Members of the Next Generation Professoriate will be future leaders at UCT. In order to prepare them for this role, Vanessa Lowndes of the T Room recently facilitated three afternoon-long conversations that focused on leading teams and building organisational culture in changing times.
Vanessa completed her studies at UCT before starting a career as an activist for adult learning in 1997. She worked extensively as an adult learning design specialist and now focuses her work in the development sector.
Over a three-month period, Vanessa engaged in a set of conversations with members of the cohort. Initially they were introduced to the notion of leadership and how it relates to the day-to-day management of tasks and people. How do we get teams to align to an overall vision, with commitment and sustainability, while carrying out their individual duties?

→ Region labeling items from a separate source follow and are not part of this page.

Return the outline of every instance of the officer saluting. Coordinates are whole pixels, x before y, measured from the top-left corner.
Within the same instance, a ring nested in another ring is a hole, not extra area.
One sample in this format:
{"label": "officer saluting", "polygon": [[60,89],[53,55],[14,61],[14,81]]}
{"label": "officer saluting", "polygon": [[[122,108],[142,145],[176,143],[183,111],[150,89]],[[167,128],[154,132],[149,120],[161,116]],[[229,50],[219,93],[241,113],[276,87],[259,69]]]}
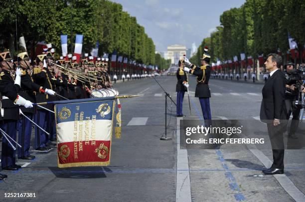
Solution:
{"label": "officer saluting", "polygon": [[203,118],[208,120],[205,122],[206,126],[209,126],[212,119],[210,108],[210,97],[211,92],[209,87],[209,79],[211,73],[211,67],[209,65],[211,57],[207,54],[207,47],[204,47],[204,53],[201,59],[201,67],[198,67],[192,64],[187,58],[184,59],[184,63],[190,66],[190,68],[184,67],[184,71],[197,76],[197,85],[195,97],[198,97],[200,102]]}
{"label": "officer saluting", "polygon": [[[0,67],[2,69],[0,77],[0,92],[1,93],[0,119],[3,120],[1,129],[15,141],[17,132],[17,122],[19,119],[19,105],[25,108],[33,107],[32,103],[18,94],[20,87],[21,75],[20,69],[15,71],[15,78],[10,75],[13,70],[13,64],[9,51],[0,53]],[[3,113],[2,113],[3,112]],[[14,146],[15,144],[12,142]],[[1,152],[1,164],[2,170],[16,170],[21,166],[16,165],[15,151],[9,145],[4,137],[2,141]],[[5,175],[0,175],[0,178],[6,177]]]}
{"label": "officer saluting", "polygon": [[183,60],[180,60],[178,63],[179,68],[177,69],[176,75],[177,76],[177,85],[176,85],[176,92],[177,92],[177,117],[185,117],[182,113],[182,103],[184,97],[184,93],[187,91],[188,83],[187,75],[183,69]]}
{"label": "officer saluting", "polygon": [[[33,82],[27,70],[29,69],[29,58],[26,51],[19,53],[17,56],[17,60],[21,68],[21,87],[19,94],[31,102],[35,103],[34,91],[37,93],[44,93],[45,88],[40,86]],[[20,110],[27,117],[32,120],[33,115],[36,113],[36,108],[26,108],[21,107]],[[24,116],[19,120],[18,143],[22,146],[18,149],[18,158],[21,159],[33,159],[34,156],[29,155],[29,150],[32,134],[32,123]]]}

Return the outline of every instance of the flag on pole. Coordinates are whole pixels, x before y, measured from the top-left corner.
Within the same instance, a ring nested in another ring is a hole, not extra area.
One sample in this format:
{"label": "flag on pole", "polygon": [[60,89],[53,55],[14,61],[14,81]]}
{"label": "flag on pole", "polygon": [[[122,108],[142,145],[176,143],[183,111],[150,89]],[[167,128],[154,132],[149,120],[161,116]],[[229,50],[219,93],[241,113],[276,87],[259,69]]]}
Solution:
{"label": "flag on pole", "polygon": [[95,48],[92,49],[90,54],[92,56],[93,56],[93,60],[94,62],[96,60],[96,58],[98,57],[98,53],[99,53],[99,41],[97,41],[96,42],[96,44],[95,45]]}
{"label": "flag on pole", "polygon": [[246,58],[246,55],[244,53],[240,54],[240,59],[242,61],[245,60],[245,58]]}
{"label": "flag on pole", "polygon": [[111,67],[115,68],[117,62],[117,52],[114,51],[111,56]]}
{"label": "flag on pole", "polygon": [[61,53],[62,55],[67,55],[68,54],[68,35],[60,35],[61,39]]}
{"label": "flag on pole", "polygon": [[83,48],[83,35],[77,34],[75,39],[75,47],[74,47],[74,56],[76,56],[77,63],[79,62],[80,56],[82,55]]}
{"label": "flag on pole", "polygon": [[114,97],[55,105],[59,168],[109,165],[115,106]]}
{"label": "flag on pole", "polygon": [[297,42],[296,42],[296,40],[290,36],[289,33],[288,33],[288,42],[289,42],[289,48],[290,50],[298,48],[298,45],[297,44]]}
{"label": "flag on pole", "polygon": [[127,58],[124,58],[124,63],[124,63],[123,67],[126,68],[128,63],[128,59]]}
{"label": "flag on pole", "polygon": [[233,61],[234,62],[237,62],[238,61],[238,59],[237,58],[237,56],[235,56],[233,57]]}
{"label": "flag on pole", "polygon": [[252,60],[252,57],[249,56],[248,57],[247,57],[247,58],[248,58],[248,65],[250,65],[250,66],[252,66],[252,65],[253,64],[253,62]]}

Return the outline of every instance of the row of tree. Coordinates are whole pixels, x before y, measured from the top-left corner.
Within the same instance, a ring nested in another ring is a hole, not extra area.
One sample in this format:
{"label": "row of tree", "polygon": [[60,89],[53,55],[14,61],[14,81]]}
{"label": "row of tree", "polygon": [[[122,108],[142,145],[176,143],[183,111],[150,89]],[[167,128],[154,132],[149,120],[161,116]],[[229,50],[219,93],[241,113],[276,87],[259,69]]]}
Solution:
{"label": "row of tree", "polygon": [[115,50],[139,63],[155,65],[152,40],[120,4],[107,0],[7,0],[0,8],[0,44],[13,53],[16,39],[21,36],[30,52],[45,41],[61,53],[60,35],[66,34],[68,52],[73,53],[75,35],[82,34],[83,53],[90,53],[98,41],[99,55]]}
{"label": "row of tree", "polygon": [[303,0],[247,0],[240,7],[224,11],[220,18],[221,26],[203,39],[192,62],[200,63],[205,46],[213,62],[216,58],[233,61],[234,56],[240,61],[241,53],[254,59],[279,51],[286,54],[290,49],[289,33],[302,56],[305,44]]}

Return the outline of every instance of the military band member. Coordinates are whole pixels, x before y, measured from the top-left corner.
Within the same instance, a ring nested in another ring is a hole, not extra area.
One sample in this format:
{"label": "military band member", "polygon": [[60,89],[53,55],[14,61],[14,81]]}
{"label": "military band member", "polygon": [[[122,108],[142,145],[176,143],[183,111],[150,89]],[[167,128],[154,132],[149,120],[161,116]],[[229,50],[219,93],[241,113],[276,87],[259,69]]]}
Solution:
{"label": "military band member", "polygon": [[[22,73],[21,76],[21,87],[19,94],[32,103],[35,103],[35,94],[45,92],[45,88],[40,86],[33,82],[31,75],[27,70],[29,69],[29,58],[26,51],[17,56],[17,60]],[[32,120],[36,113],[36,107],[26,108],[20,107],[20,110],[27,117]],[[22,146],[18,149],[18,158],[21,159],[33,159],[34,156],[29,154],[29,150],[32,133],[32,123],[24,116],[20,116],[18,123],[18,143]]]}
{"label": "military band member", "polygon": [[177,84],[176,85],[176,92],[177,92],[177,117],[185,117],[182,114],[182,103],[184,97],[184,93],[187,91],[188,82],[187,75],[183,69],[183,60],[180,60],[178,63],[179,68],[177,69],[176,76],[177,76]]}
{"label": "military band member", "polygon": [[203,118],[205,121],[205,121],[205,124],[206,126],[209,126],[212,119],[210,108],[211,92],[208,84],[211,73],[211,67],[209,65],[211,57],[207,54],[207,47],[205,47],[200,67],[192,64],[187,58],[184,59],[185,64],[190,66],[190,68],[185,67],[184,70],[197,76],[195,97],[199,98]]}
{"label": "military band member", "polygon": [[[21,70],[17,68],[15,71],[14,80],[10,74],[13,68],[13,64],[9,51],[0,53],[0,66],[1,72],[0,74],[0,92],[1,93],[1,117],[2,123],[0,127],[7,135],[15,141],[17,132],[17,123],[19,119],[19,105],[25,108],[33,107],[32,103],[18,95],[21,85]],[[15,146],[15,143],[10,140]],[[16,165],[15,151],[6,138],[2,141],[1,152],[1,164],[2,170],[16,170],[21,166]],[[0,175],[0,178],[5,178],[5,175]]]}
{"label": "military band member", "polygon": [[[48,68],[46,66],[46,55],[38,55],[36,59],[37,66],[34,68],[32,77],[34,82],[45,88],[45,94],[36,93],[36,101],[37,103],[45,102],[52,100],[51,95],[55,94],[55,91],[52,89],[52,84],[48,73]],[[45,108],[53,110],[52,105],[47,104],[44,106]],[[49,112],[37,107],[37,113],[34,115],[34,121],[45,131],[47,130]],[[35,130],[34,148],[37,151],[47,151],[49,149],[46,147],[47,134],[42,130],[36,128]]]}

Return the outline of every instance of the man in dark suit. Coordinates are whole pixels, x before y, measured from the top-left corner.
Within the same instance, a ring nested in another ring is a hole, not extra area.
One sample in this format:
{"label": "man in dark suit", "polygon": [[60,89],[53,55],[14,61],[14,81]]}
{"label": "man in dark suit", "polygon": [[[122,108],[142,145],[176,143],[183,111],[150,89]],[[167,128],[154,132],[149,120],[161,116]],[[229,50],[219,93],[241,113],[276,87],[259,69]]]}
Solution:
{"label": "man in dark suit", "polygon": [[284,173],[283,131],[287,112],[285,104],[285,77],[279,69],[281,63],[282,58],[277,54],[269,54],[265,63],[269,76],[262,90],[260,117],[262,122],[267,124],[273,154],[272,166],[263,171],[266,175]]}

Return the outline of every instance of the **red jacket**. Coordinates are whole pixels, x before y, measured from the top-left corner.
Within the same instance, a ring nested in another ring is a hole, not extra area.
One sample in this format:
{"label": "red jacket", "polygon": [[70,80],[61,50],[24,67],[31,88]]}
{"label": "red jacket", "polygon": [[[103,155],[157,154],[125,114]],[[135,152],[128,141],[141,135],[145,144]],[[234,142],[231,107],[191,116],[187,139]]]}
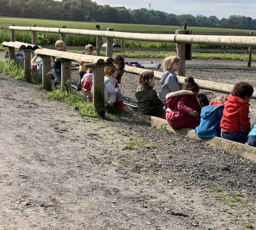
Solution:
{"label": "red jacket", "polygon": [[244,99],[229,95],[225,103],[223,116],[221,121],[221,130],[248,133],[250,129],[249,104]]}
{"label": "red jacket", "polygon": [[[195,128],[200,123],[201,106],[197,97],[191,91],[179,90],[166,95],[166,104],[171,109],[166,112],[166,119],[175,129],[183,127]],[[197,117],[190,112],[196,111]]]}

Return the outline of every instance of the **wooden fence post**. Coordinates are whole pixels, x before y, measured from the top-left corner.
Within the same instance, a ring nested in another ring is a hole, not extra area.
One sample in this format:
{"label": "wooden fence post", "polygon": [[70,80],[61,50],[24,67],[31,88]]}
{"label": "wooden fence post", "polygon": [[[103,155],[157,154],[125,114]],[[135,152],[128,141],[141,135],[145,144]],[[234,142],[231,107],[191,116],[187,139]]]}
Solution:
{"label": "wooden fence post", "polygon": [[102,117],[105,117],[104,68],[94,68],[93,74],[93,107],[98,114]]}
{"label": "wooden fence post", "polygon": [[71,61],[61,61],[61,91],[70,92],[71,87]]}
{"label": "wooden fence post", "polygon": [[31,80],[30,73],[30,60],[31,59],[31,52],[30,51],[24,52],[24,72],[25,79],[30,81]]}
{"label": "wooden fence post", "polygon": [[[96,30],[100,30],[99,25],[96,25]],[[96,50],[97,51],[97,56],[100,56],[100,37],[96,37]]]}
{"label": "wooden fence post", "polygon": [[[12,24],[11,26],[14,26],[15,24]],[[11,29],[11,41],[15,41],[15,30],[14,29]]]}
{"label": "wooden fence post", "polygon": [[[250,32],[249,36],[253,36],[253,32],[251,31]],[[253,53],[253,47],[249,47],[248,50],[248,63],[247,63],[247,66],[248,67],[251,66],[251,63],[252,62],[252,54]]]}
{"label": "wooden fence post", "polygon": [[[179,29],[176,32],[177,32],[176,33],[178,34],[186,34],[186,31],[184,29]],[[179,62],[180,69],[177,71],[177,75],[185,77],[186,75],[186,44],[184,43],[176,43],[176,54],[177,56],[180,58]]]}
{"label": "wooden fence post", "polygon": [[[114,28],[108,28],[108,31],[113,31]],[[106,47],[106,57],[112,57],[113,52],[113,39],[107,38],[107,46]]]}
{"label": "wooden fence post", "polygon": [[52,78],[50,74],[47,74],[51,69],[51,57],[44,56],[43,59],[42,82],[43,88],[49,91],[52,90]]}
{"label": "wooden fence post", "polygon": [[[67,26],[61,26],[61,27],[62,28],[66,28]],[[61,40],[64,42],[64,44],[65,44],[65,46],[64,46],[64,49],[63,49],[63,51],[66,51],[66,47],[67,47],[67,34],[61,34]]]}

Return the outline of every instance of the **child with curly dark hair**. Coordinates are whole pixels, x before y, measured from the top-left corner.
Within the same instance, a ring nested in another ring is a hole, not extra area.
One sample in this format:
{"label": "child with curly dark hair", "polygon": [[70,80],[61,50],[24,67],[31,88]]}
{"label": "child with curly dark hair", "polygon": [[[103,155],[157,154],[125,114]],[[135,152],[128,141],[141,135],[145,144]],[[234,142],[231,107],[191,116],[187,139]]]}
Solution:
{"label": "child with curly dark hair", "polygon": [[252,85],[241,81],[234,86],[225,104],[221,122],[222,138],[240,143],[247,141],[250,129],[249,102],[253,93]]}
{"label": "child with curly dark hair", "polygon": [[153,71],[146,71],[140,75],[140,85],[136,90],[138,112],[140,113],[165,119],[165,110],[163,103],[153,89],[155,84]]}

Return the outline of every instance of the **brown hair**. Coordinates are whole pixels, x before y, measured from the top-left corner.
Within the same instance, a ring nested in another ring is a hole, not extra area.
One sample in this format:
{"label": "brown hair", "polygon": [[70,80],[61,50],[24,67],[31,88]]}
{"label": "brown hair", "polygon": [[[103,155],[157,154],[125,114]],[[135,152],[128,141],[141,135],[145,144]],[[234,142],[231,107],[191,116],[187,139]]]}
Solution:
{"label": "brown hair", "polygon": [[125,58],[123,55],[118,54],[113,56],[113,58],[114,60],[114,63],[120,63],[121,66],[120,69],[123,69],[125,68]]}
{"label": "brown hair", "polygon": [[139,83],[140,85],[148,86],[154,78],[154,71],[146,71],[140,75]]}
{"label": "brown hair", "polygon": [[240,81],[234,86],[232,90],[232,95],[235,97],[239,97],[244,99],[245,97],[250,98],[253,93],[253,88],[247,82]]}
{"label": "brown hair", "polygon": [[117,69],[118,69],[118,67],[115,64],[113,64],[111,66],[105,66],[104,68],[104,74],[111,76]]}
{"label": "brown hair", "polygon": [[164,71],[170,70],[174,63],[179,63],[180,58],[176,56],[166,57],[163,62],[162,69]]}
{"label": "brown hair", "polygon": [[199,86],[195,82],[194,78],[192,77],[189,77],[185,78],[185,84],[183,86],[183,89],[188,90],[189,89],[191,89],[195,91],[199,91]]}
{"label": "brown hair", "polygon": [[85,45],[85,46],[84,46],[84,50],[86,51],[88,49],[93,50],[93,46],[91,44],[87,44],[87,45]]}
{"label": "brown hair", "polygon": [[64,46],[65,43],[64,43],[64,42],[63,41],[62,41],[62,40],[61,40],[60,39],[59,39],[58,40],[57,40],[57,41],[56,41],[55,42],[55,44],[54,46],[55,46],[55,48],[57,48],[59,46]]}

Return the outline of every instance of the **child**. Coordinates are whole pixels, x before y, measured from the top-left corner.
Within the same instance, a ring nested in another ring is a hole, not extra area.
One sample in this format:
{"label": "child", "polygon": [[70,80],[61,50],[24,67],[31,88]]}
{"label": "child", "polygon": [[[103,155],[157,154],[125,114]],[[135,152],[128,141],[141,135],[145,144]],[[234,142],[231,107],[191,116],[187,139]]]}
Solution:
{"label": "child", "polygon": [[209,105],[209,101],[205,94],[204,93],[198,93],[197,95],[197,97],[198,98],[200,105],[201,105],[201,109],[204,106]]}
{"label": "child", "polygon": [[256,124],[253,125],[247,137],[248,140],[245,144],[248,145],[256,147]]}
{"label": "child", "polygon": [[106,66],[104,68],[104,82],[105,83],[105,101],[112,101],[116,103],[117,109],[121,112],[127,112],[128,110],[123,107],[123,101],[121,90],[115,88],[117,82],[116,78],[117,75],[118,66],[113,64],[112,66]]}
{"label": "child", "polygon": [[210,138],[221,136],[220,125],[226,101],[225,97],[218,96],[209,105],[202,108],[200,124],[195,129],[195,132],[198,137]]}
{"label": "child", "polygon": [[155,83],[153,71],[146,71],[140,75],[140,85],[136,90],[137,104],[140,113],[156,116],[165,119],[165,111],[162,108],[164,106],[157,92],[153,89]]}
{"label": "child", "polygon": [[[84,46],[84,53],[86,55],[93,55],[93,46],[90,44],[87,44]],[[80,61],[79,62],[79,76],[80,77],[80,80],[77,86],[77,91],[80,91],[82,89],[82,84],[81,81],[84,77],[84,75],[86,73],[87,68],[84,67],[84,64],[88,63],[86,61]]]}
{"label": "child", "polygon": [[[166,120],[175,129],[195,128],[200,122],[201,106],[196,97],[199,87],[192,77],[185,79],[183,90],[166,95]],[[169,110],[171,111],[169,111]]]}
{"label": "child", "polygon": [[234,86],[225,103],[221,122],[222,138],[244,143],[250,129],[249,102],[253,93],[249,83],[241,81]]}
{"label": "child", "polygon": [[[56,50],[62,51],[65,47],[64,42],[61,40],[57,40],[55,42],[55,48]],[[55,57],[53,58],[53,72],[55,75],[55,80],[54,86],[58,86],[61,83],[61,62],[55,61]]]}
{"label": "child", "polygon": [[116,55],[113,57],[114,63],[118,67],[117,70],[117,76],[116,78],[117,80],[117,83],[116,84],[116,88],[118,87],[118,84],[121,83],[121,78],[125,72],[125,58],[122,55]]}
{"label": "child", "polygon": [[159,98],[163,103],[166,103],[166,95],[171,92],[180,90],[178,78],[175,72],[179,70],[180,59],[175,56],[167,57],[163,62],[163,69],[165,72],[160,80]]}
{"label": "child", "polygon": [[92,81],[93,68],[89,68],[87,70],[87,73],[84,75],[81,80],[81,83],[83,86],[84,91],[86,94],[86,97],[90,101],[92,101],[93,100],[91,94],[91,86]]}

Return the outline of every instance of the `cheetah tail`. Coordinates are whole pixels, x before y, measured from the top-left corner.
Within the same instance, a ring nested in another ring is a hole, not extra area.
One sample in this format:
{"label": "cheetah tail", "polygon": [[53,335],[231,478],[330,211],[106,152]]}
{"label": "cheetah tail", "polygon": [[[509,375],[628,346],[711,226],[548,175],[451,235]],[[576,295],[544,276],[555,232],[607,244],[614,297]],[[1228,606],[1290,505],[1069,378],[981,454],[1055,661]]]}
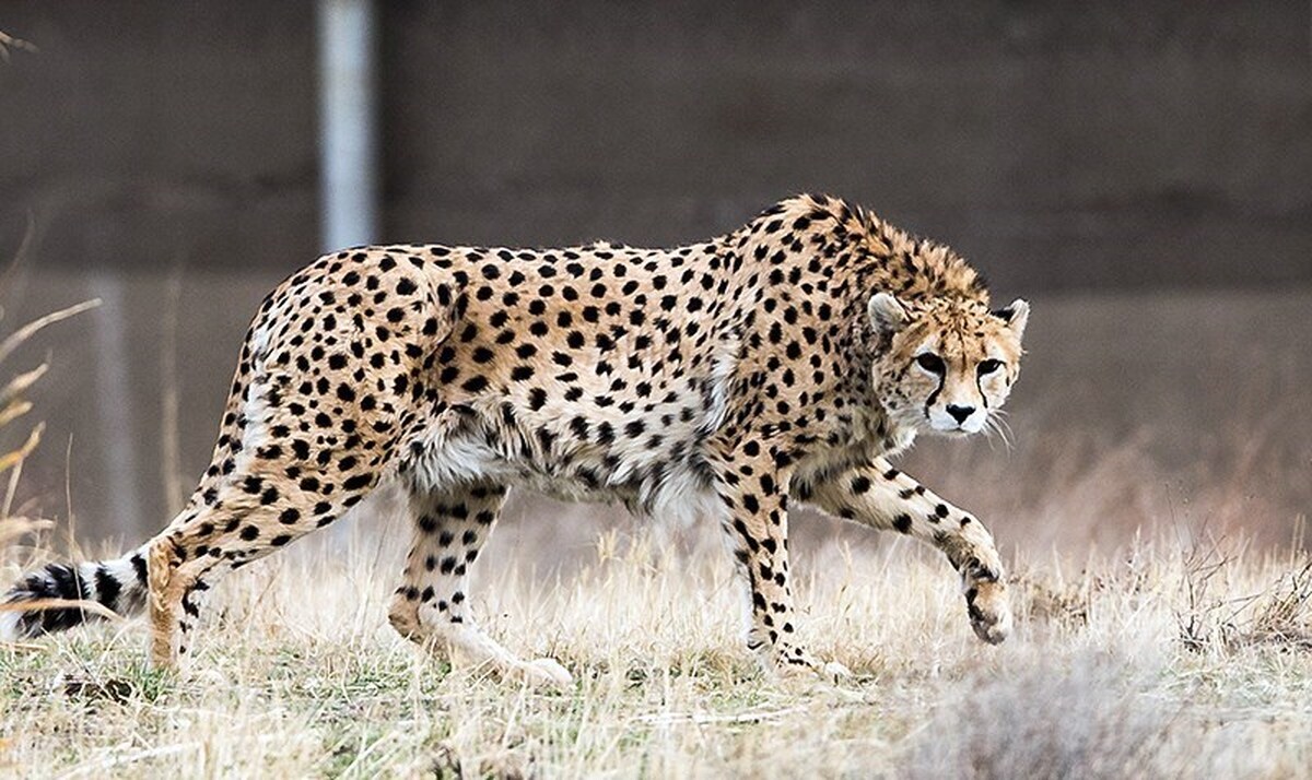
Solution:
{"label": "cheetah tail", "polygon": [[0,641],[55,633],[87,620],[127,616],[146,606],[142,551],[112,561],[49,564],[0,599]]}

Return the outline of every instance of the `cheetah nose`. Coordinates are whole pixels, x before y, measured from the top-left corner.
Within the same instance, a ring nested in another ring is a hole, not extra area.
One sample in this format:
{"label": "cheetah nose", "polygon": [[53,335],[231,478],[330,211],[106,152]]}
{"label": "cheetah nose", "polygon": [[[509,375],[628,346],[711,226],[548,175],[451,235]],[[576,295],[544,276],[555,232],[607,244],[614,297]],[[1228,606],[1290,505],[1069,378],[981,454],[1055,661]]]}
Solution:
{"label": "cheetah nose", "polygon": [[975,406],[958,406],[956,404],[947,405],[947,413],[953,416],[956,425],[966,422],[966,418],[975,414]]}

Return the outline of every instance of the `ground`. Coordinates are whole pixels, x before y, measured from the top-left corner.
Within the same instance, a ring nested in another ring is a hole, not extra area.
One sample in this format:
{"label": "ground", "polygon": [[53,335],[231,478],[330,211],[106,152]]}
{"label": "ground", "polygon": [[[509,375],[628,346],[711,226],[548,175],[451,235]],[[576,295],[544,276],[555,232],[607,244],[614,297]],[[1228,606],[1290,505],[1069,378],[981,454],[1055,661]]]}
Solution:
{"label": "ground", "polygon": [[144,670],[140,623],[0,649],[0,773],[1241,777],[1312,764],[1298,556],[1172,537],[1018,560],[1017,636],[992,648],[933,551],[804,540],[804,631],[855,676],[778,684],[741,649],[714,543],[661,552],[621,523],[548,569],[530,555],[541,540],[506,528],[479,614],[512,649],[576,674],[556,692],[453,671],[387,627],[404,552],[391,523],[224,582],[186,682]]}

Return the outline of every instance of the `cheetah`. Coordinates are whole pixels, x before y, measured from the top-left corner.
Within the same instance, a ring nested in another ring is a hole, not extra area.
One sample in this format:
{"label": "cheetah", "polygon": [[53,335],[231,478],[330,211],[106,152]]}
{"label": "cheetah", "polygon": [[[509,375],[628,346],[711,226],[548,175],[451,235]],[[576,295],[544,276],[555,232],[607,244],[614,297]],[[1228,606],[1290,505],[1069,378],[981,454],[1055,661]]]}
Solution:
{"label": "cheetah", "polygon": [[213,461],[181,513],[117,560],[52,564],[8,593],[0,638],[150,615],[150,659],[194,645],[219,577],[399,484],[413,541],[390,607],[403,636],[505,675],[568,684],[480,631],[470,569],[506,492],[718,523],[766,670],[844,670],[800,640],[789,514],[808,503],[925,541],[959,572],[985,642],[1012,627],[979,519],[890,459],[917,434],[985,429],[1017,379],[1029,304],[992,309],[943,245],[800,195],[674,249],[383,245],[320,257],[260,305]]}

This was followed by a session on self-awareness. One can only make good leadership choices if one is self-aware! Finally, there was a session on situational leadership. It is critical to be able to read a situation and to understand what is needed and which leadership strategy is most appropriate. Leadership cannot rely on a one-size-fits-all approach because every person has her or his own authentic leadership style.
Changes in the institutional culture are a major goal of transformation. Although these are notoriously difficult to identify, decision-making processes are often important either in creating buy-in of academic staff or in alienating them. Leaders have the responsibility of making decisions, particularly ones that will affect many other people, so it is important for them to have a good understanding of how best to make decisions.
The Recruitment, Development and Retention (RDR) Policy identifies a number of elements as key for transformation. Investing in future leaders contributes to these goals by giving people time to reflect, and building skills that will enable good situational analysis and the best possible leadership decisions.
The course provided cohort members with theoretical frameworks which will help to align authentic leadership styles to the needs of the people they lead. This will contribute to a healthy institutional environment. The course also gave the cohort an opportunity to establish relationships that are critical to building a united and properly aligned leadership culture. Strong leadership drives morality and motivation.
At the conclusion of the course, members of the cohort shared their reflections. Their keen interest to apply the theoretical models to their own situations was both encouraging and 'gritty'. They got stuck in! They applied their 'new lenses' to 'not-so-new' situations, and this, in many instances, helped them to identify alternative possibilities.
Vanessa reflected: “When you see people deep in thought, nodding quietly to themselves, and then a broad smile of self-knowingness slowly spreads across their face, you know the intervention is probably going to make a difference.”